To classify a metagenomic read, a nucleotide query sequence undergoes a six-frame translation (Step 1), and frames containing stop codons are removed. Each amino acid k-mer in a non-truncated coding frame (Step 2) is then mapped to the protein clusters that contain that k-mer in the database. An assignment score is calculated to evaluate a match between the query sequence and each protein cluster, by summing frequencies of k-mers in the query sequence in every protein cluster (Step 3). The query is classified to the protein cluster assigned with the highest assignment score which corresponds to the cluster in which the k-mers of the query are most frequently observed (Step 4). A description of and pseudo-code for kMermaid’s implementation is provided in the S1 Methods.
Fig 2.
Protein clusters underlying kMermaid mitigate multi-mapping and allow cluster-specific prevalences of k-mers.
(a) The reduction in the number of reads mapped to >1 protein using default configurations of BLASTX and DIAMOND compared to cluster assignments, when employed to the BLASTX and DIAMOND outputs, respectively, across 29 human fecal samples. (b) The percent of co-clustered proteins using our clustering process also co-clustered in the NCBI PCLA prokaryotic protein clusters for all overlapping proteins, plotted as bars. The x-axis contains individual proteins ordered by cluster, i.e., proteins in the same cluster are plotted next to each other, and the color of the bar corresponds to the percent similarity. (c) The distribution (Kernel density estimation, KDE) of keyword percentage, i.e., percent of cluster members with the most common word from all names of proteins in the cluster, across all clusters (yellow), and for clusters with specific common keywords of interest. (d) Visual representation of the kMermaid cluster frequency model sorted by the number of clusters a k-mer is present in. Colors represent the number of clusters in which a unique k-mer is found, and the y-axis corresponds to the k-mer frequency in the cluster. The panel shows a representative random 50K subset of all k-mers.
Fig 3.
kMermaid sensitivity and resource benchmarking on simulated microbial protein data.

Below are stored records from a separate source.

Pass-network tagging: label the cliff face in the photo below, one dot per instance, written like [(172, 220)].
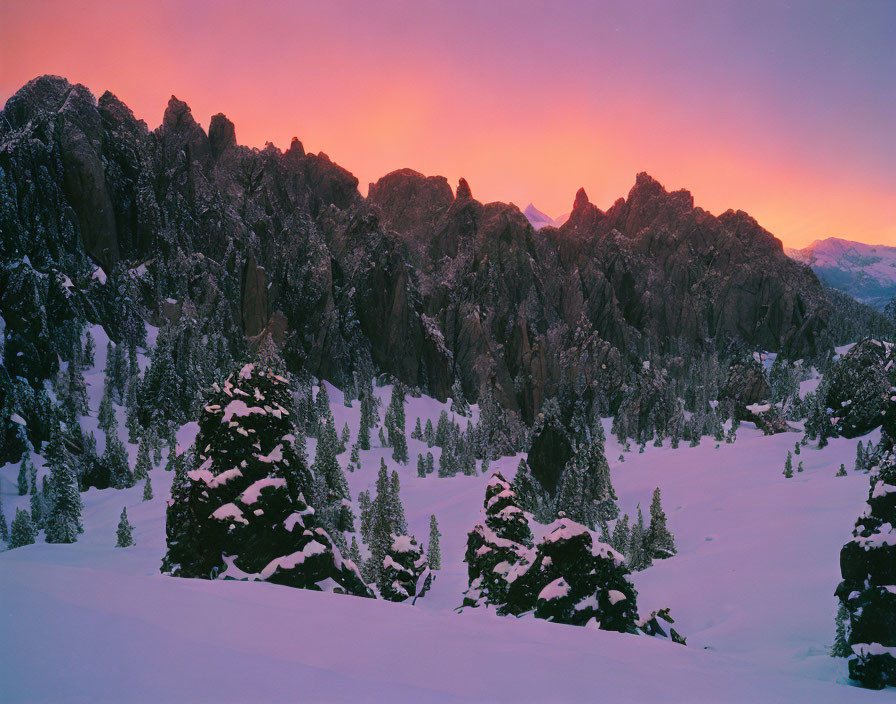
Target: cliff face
[(415, 280)]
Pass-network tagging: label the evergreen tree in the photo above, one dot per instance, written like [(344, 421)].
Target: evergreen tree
[(405, 573), (63, 523), (88, 356), (621, 536), (22, 531), (25, 468), (493, 548), (661, 543), (396, 424), (125, 531), (143, 465), (242, 510), (4, 527), (434, 551)]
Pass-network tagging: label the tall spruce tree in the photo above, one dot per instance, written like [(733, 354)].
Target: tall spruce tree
[(125, 532), (434, 551), (63, 522)]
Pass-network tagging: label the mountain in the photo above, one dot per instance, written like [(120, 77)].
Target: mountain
[(538, 219), (866, 272), (107, 221)]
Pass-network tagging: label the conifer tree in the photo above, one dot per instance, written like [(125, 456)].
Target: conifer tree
[(125, 531), (621, 536), (88, 356), (22, 532), (4, 527), (25, 467), (63, 522), (143, 465), (638, 554), (661, 543), (434, 551), (396, 424)]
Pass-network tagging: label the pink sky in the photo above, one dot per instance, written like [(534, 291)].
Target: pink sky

(a) The percentage of reads classified correctly by kMermaid compared with leading read-to-protein mapping tools averaged across 10 simulated datasets per each combination of read length and mutation rate. (b) The number of reads classified by each tool normalized by the number of input reads averaged across 10 simulated datasets per each combination of read length and mutation rate. (c) kMermaid (green) provides up to a 25-fold decrease in runtimes (in seconds, log-transformed) compared to BLASTX and has comparable runtimes to DIAMOND (blue). The y-axis has been truncated and tools that exceeded a 24-hour run time for larger input sizes are denoted with an asterisk. (d) kMermaid (green) requires a fixed, low memory allocation in comparison to other read-to-protein mapping tools. BLASTX was excluded from comparisons with more than 1 million sequences due to the infeasible running times. Methods exceeding 16GB of RAM are denoted with an asterisk.
Fig 4.
Biological applications, function-specific performance, and evidence of remote homology detection of kMermaid.
(a) Receiver operating curves demonstrating the ability of kMermaid’s assignment score to correctly classify reverse-translated nucleotide segments of varying lengths from unseen protein sequences that were added to RefSeq in early 2025. (b) Agreement of BLASTX alignments and kMermaid protein assignments on 29 fecal samples from ulcerative colitis patients. (c) Boxplot showing kMermaid agreement with BLASTX for clusters with specific functional annotations. (d) Violin plots showing the k-mer frequency scores for six clusters of reads unclassified with BLASTX that were correctly functionally classified by kMermaid.